Molecular characterization of porcine epidemic diarrhoea virus (PEDV) in Poland reveals the presence of swine enteric coronavirus (SeCoV) sequence in S gene

Abstract

Porcine epidemic diarrhoea (PED) is a highly contagious enteric viral disease of pigs with a high morbidity and mortality rate, which ultimately results in huge economic losses in the pig production sector. The etiological agent of this disease is the porcine epidemic diarrhoea virus (PEDV) which is an enveloped, positive single-stranded RNA virus. The aim of this study was to perform molecular characterization of PEDV to identify the strains circulating in Poland. In this study, 662 faecal samples from 2015 to 2021 were tested with reverse transcription quantitative real-time PCR (RT-qPCR) and the results showed that 3.8% of the tested samples revealed a positive result for PEDV. A phylogenetic analysis of the complete genome and complete S gene sequences showed that Polish PEDV strains belonged to the G1b (S-INDEL) subgroup and were closely related to the European PEDV strains isolated from 2014 to 2019. Furthermore, RDP4 analysis revealed that the Polish PEDV strains harboured a recombinant fragment of ~400 nt in the 5' end of S gene with PEDV and swine enteric coronavirus (SeCoV) being the major and minor parents, respectively. Antigenic analysis showed that the aa sequences of neutralizing epitopes were conserved among the Polish PEDV strains. Only one strain, #0100/5P, had a unique substitution in the COE epitope. However, Polish PEDV strains showed several substitutions, especially in the COE antigen, as compared to the classical strain CV777. To the best of our knowledge, this is the first report concerning the molecular characterization of porcine epidemic diarrhoea virus strains, as well as the first phylogenetic analysis for PEDV in Poland.

Fig 1. Phylogenetic relationship between the sequences of the PEDV Polish strains and the sequences of the reference strains obtained from GenBank.

The phylogenetic tree was constructed on the basis of the complete genome sequences with MEGA6 software using the neighbor-joining method. Bootstrap values >70 are shown. The numbers of each branch represent the bootstrap value calculated using 1000 replicates. The scale bars indicate nucleotide substitutions per site. The S gene sequences from the PEDV isolates identified in this study are indicated with filled black circles.

Fig 2. Phylogenetic relationship between the sequences of PEDV Polish strains and sequences of reference strains obtained from GenBank.

The phylogenetic tree was constructed on the basis of the complete S gene sequences with MEGA6 software using the neighbor-joining method. Bootstrap values >70 are shown. The numbers of each branch represent the bootstrap value calculated using 1000 replicates. The scale bars indicate nucleotide substitutions per site. The S gene sequences from the PEDV isolates identified in this study are indicated with filled black circles.

Fig 3. Amino acid alignment of the neutralizing epitope SS2, SS6 and 2C10 located in the S protein of the Polish PEDV strains and reference strains.

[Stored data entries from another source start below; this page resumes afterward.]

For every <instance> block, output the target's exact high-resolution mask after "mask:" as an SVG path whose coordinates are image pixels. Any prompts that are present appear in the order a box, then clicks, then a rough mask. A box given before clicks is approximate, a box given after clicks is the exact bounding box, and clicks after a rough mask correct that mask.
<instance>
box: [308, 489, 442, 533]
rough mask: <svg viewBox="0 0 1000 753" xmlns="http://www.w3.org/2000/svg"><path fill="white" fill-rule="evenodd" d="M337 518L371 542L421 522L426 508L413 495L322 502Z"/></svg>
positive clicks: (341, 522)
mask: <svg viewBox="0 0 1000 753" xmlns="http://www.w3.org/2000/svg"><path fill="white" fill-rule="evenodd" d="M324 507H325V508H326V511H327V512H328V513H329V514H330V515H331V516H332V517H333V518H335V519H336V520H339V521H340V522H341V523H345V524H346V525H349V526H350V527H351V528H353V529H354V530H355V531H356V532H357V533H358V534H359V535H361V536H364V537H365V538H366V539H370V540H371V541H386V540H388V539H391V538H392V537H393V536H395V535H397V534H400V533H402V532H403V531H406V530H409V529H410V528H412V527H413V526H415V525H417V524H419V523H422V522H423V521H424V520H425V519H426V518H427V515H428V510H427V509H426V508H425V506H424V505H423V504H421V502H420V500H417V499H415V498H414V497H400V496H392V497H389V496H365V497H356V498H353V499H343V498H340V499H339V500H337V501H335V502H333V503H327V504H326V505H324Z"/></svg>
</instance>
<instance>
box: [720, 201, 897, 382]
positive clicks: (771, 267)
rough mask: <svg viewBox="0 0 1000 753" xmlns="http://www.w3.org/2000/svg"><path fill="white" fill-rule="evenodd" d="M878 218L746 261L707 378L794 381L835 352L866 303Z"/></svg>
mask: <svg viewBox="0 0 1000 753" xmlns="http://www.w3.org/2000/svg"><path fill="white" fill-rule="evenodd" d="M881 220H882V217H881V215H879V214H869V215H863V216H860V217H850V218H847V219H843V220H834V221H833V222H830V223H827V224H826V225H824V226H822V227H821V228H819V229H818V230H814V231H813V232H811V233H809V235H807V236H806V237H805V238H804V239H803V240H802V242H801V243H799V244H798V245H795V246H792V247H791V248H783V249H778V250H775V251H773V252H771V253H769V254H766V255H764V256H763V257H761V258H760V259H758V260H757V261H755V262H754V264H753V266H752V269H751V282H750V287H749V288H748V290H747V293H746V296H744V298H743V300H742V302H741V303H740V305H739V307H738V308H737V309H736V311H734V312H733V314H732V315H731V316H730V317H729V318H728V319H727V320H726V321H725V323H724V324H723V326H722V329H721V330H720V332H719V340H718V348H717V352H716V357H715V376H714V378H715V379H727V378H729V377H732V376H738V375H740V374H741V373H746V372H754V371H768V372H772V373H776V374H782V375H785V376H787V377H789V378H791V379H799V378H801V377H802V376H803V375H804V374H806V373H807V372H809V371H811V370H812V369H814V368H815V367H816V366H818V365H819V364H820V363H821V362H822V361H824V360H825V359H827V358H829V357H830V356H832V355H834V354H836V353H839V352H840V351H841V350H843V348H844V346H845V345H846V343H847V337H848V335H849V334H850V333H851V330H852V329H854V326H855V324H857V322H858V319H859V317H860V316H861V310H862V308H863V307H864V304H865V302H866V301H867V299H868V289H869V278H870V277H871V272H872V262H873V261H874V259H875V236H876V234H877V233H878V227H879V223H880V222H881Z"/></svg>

The dots (.) represent amino acids that are identical. Alignment was constructed using the Clustal W method. Stars indicate the Polish PEDV sequences described in this study.

Fig 4. Amino acid alignment of the neutralizing epitope COE located in the S protein of the Polish PEDV strains and reference strains.

The dots (.) represent amino acids that are identical. Alignment was constructed using the Clustal W method. Stars indicate the Polish PEDV sequences described in this study.

Fig 5. Potential recombination breakpoints in the S gene of the Polish PEDV strains.

The potential minor parent was the SeCoV Spanish strain MU2 (MN692770) and the major parent was the recombinant PEDV Spanish strain 1556 (MN692763) or the South Korean strain DR13 (JQ23161). The analysis was performed using the pairwise distance model with a window size of 200, step size of 20 and 1,000 bootstrap replicates by the RPD4 program.